The hiking community is not like the communities where you and I live, it’s more like family. I just returned last week from a three and a half day, 60-mile section hike of the A.T. in Virginia. I was hiking south so my friends and I encountered scores of hikers headed for Maine and almost all of them, strangers, greeted us. Some wanted to stop and talk.

Temper
Temper

Hikers introduce themselves when they arrive at a shelter, three-sided huts, usually with a privy and a spring nearby. Most have trail names and that are easy to remember: “Iceman” carried ice to an injured girl and she named him; “Temper” had worked in a candy factory where she tempered chocolate; “Between” was 17 years old, between high school and college. My trail name is “Lucky” because I was fortunate to have the health to attempt a thru-hike and a wife who said Yes.

Most thru-hikers I met, including women, began their hikes alone. But after the first day or two, they are not alone – they are part of the hiker community that looks out for one another. They also take precautions:

– A few hikers regularly “stealth camp” in the woods. Almost everyone is forced to occasionally but, mostly, hikers stay together at night in or near one of about 250 shelters along the trail. A lot of them won’t stay at a shelter or camp close to a road – they’re concerned about town people who might park at the trail head and come looking for trouble.

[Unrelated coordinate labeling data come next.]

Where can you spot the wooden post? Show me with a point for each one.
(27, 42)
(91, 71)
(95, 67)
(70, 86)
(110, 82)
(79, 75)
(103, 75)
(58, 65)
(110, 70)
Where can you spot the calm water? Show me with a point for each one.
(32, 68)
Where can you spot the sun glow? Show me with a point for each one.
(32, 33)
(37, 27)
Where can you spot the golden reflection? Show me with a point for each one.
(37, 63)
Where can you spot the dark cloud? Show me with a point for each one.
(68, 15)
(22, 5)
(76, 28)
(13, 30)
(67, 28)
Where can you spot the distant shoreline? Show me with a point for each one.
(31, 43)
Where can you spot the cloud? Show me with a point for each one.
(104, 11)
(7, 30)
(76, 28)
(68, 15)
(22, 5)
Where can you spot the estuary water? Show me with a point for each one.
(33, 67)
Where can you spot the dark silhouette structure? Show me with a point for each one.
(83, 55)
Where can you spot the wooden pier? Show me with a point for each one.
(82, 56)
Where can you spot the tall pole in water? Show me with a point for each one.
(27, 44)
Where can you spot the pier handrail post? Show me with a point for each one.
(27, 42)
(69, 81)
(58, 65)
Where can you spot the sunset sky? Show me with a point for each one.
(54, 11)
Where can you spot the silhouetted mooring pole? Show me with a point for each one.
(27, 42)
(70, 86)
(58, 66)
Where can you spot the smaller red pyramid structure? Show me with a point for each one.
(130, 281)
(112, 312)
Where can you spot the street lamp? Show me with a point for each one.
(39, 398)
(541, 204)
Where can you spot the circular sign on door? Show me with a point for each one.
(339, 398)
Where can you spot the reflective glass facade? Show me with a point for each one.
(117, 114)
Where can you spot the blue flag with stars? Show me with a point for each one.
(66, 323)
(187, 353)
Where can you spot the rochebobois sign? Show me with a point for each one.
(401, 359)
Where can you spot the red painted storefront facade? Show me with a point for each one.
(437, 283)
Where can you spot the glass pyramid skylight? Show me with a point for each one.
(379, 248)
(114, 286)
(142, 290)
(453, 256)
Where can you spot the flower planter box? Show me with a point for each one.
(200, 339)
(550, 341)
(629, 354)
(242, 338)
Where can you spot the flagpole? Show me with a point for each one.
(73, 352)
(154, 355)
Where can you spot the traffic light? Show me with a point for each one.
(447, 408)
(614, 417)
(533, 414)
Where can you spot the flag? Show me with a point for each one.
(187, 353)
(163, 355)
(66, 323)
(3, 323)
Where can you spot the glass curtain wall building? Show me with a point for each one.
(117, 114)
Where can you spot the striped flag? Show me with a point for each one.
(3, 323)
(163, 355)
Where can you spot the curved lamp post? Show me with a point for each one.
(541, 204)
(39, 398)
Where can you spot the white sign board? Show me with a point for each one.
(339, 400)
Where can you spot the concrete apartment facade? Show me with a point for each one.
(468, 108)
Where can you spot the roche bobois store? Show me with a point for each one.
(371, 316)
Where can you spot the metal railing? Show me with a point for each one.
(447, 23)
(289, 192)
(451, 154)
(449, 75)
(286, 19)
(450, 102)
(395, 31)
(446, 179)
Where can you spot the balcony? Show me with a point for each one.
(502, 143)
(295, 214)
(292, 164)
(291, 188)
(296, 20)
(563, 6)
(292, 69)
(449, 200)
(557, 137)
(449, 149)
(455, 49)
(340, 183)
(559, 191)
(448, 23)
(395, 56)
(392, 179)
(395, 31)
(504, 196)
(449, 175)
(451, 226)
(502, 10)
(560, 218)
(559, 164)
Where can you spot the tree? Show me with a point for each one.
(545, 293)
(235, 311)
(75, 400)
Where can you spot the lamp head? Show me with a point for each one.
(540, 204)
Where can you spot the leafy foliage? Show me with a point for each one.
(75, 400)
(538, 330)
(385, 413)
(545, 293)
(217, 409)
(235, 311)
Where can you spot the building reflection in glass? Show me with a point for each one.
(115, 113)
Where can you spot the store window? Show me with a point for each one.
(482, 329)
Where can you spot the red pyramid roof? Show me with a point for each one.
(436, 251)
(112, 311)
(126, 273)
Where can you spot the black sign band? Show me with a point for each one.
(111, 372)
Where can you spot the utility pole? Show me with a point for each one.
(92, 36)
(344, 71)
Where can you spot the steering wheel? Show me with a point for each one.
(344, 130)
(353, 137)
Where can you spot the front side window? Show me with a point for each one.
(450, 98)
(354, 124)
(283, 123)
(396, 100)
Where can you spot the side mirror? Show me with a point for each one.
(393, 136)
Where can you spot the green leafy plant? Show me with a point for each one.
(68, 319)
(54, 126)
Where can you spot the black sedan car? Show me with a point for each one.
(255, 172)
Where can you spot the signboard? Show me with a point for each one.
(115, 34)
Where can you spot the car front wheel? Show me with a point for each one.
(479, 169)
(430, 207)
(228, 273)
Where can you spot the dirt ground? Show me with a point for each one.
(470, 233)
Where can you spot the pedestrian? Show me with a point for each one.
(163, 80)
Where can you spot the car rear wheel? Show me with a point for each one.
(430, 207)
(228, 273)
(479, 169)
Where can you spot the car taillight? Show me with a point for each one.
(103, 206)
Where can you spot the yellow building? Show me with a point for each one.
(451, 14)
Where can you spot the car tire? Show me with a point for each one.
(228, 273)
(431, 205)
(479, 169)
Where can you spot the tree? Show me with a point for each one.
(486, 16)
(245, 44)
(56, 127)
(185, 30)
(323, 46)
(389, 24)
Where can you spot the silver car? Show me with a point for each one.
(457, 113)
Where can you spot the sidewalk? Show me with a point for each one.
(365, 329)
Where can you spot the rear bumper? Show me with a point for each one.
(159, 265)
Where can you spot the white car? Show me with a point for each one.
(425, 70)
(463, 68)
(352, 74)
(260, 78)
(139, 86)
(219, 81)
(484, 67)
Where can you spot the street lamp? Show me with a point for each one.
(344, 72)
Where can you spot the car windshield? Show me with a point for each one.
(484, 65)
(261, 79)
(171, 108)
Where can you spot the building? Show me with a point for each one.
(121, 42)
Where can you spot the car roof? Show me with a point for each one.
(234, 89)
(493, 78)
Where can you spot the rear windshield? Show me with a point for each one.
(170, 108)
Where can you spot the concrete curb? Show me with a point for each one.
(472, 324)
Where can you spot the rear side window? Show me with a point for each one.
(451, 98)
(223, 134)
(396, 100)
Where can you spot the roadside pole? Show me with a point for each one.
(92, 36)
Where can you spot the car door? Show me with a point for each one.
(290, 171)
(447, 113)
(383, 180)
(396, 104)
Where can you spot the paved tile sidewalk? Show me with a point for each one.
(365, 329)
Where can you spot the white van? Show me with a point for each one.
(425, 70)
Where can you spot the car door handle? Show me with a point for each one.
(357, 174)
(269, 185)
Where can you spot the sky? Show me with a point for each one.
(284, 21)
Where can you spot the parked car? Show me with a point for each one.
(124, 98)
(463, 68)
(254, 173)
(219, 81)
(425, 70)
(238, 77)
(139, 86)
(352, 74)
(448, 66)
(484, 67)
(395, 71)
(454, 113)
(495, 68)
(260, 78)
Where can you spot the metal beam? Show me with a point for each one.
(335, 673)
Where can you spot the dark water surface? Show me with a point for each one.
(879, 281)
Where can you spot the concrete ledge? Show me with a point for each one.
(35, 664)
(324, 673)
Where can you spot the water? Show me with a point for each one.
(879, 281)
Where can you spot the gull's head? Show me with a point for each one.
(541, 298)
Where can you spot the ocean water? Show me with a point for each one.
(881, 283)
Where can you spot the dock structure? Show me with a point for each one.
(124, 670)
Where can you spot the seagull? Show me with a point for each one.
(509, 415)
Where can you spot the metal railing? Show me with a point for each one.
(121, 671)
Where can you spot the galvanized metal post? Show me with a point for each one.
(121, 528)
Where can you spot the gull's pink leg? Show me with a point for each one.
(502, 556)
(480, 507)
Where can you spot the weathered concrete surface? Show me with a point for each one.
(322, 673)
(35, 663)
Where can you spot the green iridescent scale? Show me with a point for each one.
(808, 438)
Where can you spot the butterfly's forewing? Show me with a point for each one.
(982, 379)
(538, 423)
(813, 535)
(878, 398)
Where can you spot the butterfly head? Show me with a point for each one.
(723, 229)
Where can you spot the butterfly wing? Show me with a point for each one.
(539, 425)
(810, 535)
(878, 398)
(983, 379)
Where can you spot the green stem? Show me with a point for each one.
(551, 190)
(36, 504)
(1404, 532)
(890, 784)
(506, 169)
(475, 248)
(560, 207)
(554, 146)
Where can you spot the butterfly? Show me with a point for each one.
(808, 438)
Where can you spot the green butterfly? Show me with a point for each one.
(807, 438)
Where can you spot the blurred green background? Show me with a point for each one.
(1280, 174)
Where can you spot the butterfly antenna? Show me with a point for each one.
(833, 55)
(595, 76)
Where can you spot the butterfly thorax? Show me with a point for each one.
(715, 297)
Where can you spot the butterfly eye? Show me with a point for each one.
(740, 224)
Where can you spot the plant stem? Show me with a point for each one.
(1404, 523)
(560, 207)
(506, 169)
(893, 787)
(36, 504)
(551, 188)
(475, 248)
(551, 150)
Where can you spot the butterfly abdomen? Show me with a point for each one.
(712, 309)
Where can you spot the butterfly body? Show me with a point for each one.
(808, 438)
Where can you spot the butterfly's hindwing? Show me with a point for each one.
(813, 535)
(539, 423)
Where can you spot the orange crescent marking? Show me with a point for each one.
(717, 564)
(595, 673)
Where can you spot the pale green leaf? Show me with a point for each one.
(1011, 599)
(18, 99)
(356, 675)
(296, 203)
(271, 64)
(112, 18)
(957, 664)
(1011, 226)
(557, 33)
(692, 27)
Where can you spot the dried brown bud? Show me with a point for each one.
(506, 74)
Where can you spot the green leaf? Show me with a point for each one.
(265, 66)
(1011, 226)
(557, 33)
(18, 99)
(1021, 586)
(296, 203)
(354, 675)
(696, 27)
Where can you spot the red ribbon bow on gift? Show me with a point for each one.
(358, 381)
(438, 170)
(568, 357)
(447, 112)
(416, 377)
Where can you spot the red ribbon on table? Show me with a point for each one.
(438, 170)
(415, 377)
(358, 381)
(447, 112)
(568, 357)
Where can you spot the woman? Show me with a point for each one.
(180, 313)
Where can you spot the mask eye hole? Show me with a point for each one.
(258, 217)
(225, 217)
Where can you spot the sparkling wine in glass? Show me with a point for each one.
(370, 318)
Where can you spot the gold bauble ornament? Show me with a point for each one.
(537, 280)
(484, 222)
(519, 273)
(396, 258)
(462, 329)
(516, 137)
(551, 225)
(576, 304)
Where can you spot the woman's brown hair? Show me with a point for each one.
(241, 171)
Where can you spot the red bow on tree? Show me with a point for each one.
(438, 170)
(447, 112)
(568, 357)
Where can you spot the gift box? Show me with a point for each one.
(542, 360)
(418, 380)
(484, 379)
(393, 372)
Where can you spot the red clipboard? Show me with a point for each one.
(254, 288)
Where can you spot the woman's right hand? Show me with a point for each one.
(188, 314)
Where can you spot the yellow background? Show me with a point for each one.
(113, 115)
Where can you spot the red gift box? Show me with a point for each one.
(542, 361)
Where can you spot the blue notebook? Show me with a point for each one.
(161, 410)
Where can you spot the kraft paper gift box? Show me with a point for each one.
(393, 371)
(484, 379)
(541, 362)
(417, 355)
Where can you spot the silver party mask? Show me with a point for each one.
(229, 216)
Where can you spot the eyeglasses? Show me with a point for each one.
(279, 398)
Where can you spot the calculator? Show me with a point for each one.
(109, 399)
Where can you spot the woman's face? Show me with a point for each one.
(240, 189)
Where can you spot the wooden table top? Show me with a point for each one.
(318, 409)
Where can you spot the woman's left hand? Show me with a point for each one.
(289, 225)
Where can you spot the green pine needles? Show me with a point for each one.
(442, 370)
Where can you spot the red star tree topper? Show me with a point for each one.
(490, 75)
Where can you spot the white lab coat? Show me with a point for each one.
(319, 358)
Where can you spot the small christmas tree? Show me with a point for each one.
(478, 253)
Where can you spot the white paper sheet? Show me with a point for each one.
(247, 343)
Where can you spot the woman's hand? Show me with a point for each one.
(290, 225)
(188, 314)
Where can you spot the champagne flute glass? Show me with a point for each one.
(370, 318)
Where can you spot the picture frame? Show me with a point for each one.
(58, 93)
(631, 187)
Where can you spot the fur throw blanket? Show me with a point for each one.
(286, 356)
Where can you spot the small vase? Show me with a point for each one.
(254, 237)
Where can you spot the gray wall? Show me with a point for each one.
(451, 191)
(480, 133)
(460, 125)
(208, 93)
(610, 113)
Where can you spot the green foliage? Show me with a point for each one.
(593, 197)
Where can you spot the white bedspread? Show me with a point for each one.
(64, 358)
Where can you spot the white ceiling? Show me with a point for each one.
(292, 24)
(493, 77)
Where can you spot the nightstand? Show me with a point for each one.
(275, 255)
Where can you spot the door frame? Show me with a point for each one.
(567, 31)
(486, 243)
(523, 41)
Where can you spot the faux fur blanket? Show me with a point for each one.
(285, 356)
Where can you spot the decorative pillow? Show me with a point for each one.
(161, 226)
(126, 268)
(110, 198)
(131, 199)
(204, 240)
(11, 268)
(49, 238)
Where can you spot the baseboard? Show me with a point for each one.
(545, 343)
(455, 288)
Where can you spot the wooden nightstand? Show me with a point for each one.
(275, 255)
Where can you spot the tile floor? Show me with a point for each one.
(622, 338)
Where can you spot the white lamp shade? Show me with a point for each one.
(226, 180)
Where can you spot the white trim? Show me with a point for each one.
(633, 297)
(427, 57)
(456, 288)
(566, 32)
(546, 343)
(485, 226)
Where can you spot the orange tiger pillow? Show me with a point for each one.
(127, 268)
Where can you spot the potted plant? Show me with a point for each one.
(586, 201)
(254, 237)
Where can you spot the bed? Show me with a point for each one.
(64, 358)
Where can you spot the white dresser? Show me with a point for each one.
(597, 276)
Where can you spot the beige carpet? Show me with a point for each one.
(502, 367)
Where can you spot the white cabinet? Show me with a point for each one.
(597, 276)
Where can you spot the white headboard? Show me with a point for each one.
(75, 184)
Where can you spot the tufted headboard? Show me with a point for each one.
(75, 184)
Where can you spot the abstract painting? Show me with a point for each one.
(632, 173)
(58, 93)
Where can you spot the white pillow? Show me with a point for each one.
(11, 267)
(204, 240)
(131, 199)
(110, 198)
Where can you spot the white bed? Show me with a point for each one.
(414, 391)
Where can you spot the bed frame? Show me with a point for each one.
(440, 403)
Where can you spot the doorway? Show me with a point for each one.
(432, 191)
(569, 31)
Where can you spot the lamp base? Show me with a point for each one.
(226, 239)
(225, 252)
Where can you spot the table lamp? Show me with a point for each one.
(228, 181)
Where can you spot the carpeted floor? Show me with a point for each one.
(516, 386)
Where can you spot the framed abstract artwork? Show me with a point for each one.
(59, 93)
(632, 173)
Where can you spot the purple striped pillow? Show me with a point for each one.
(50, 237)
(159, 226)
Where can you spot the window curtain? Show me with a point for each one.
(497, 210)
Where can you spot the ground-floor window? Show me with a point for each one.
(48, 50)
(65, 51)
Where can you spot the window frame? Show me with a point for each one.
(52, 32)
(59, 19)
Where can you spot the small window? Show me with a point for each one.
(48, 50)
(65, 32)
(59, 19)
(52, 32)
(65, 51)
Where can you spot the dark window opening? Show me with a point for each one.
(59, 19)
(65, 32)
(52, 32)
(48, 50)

–When they sense danger –another hiker who is acting strangely – they will pack up and move on. I’ve done that twice.

–Some carry pepper spray for bears. Or men.

–They warn other hikers they meet on the trail, or they leave warnings in shelter log books, about bears near a shelter or, maybe, a snake in the shelter. Or another hiker who has set off their alarm bell.

–Women usually adopt a gender-neutral trail name, like Eddy or Red Feather, so when they sign a shelter log book their sex is not obvious.

I don’t carry a pistol nor have I ever seen or heard about another hiker who was armed. I think they would be ostracized. Other hikers would fear them and, literally, walk away. And there’s another good reason for leaving your pistol at home – a loaded Glock pistol weighs almost 30 ounces.  And, in case you don’t know, the three most important things about backpacking are pack weight, pack weight, and pack weight.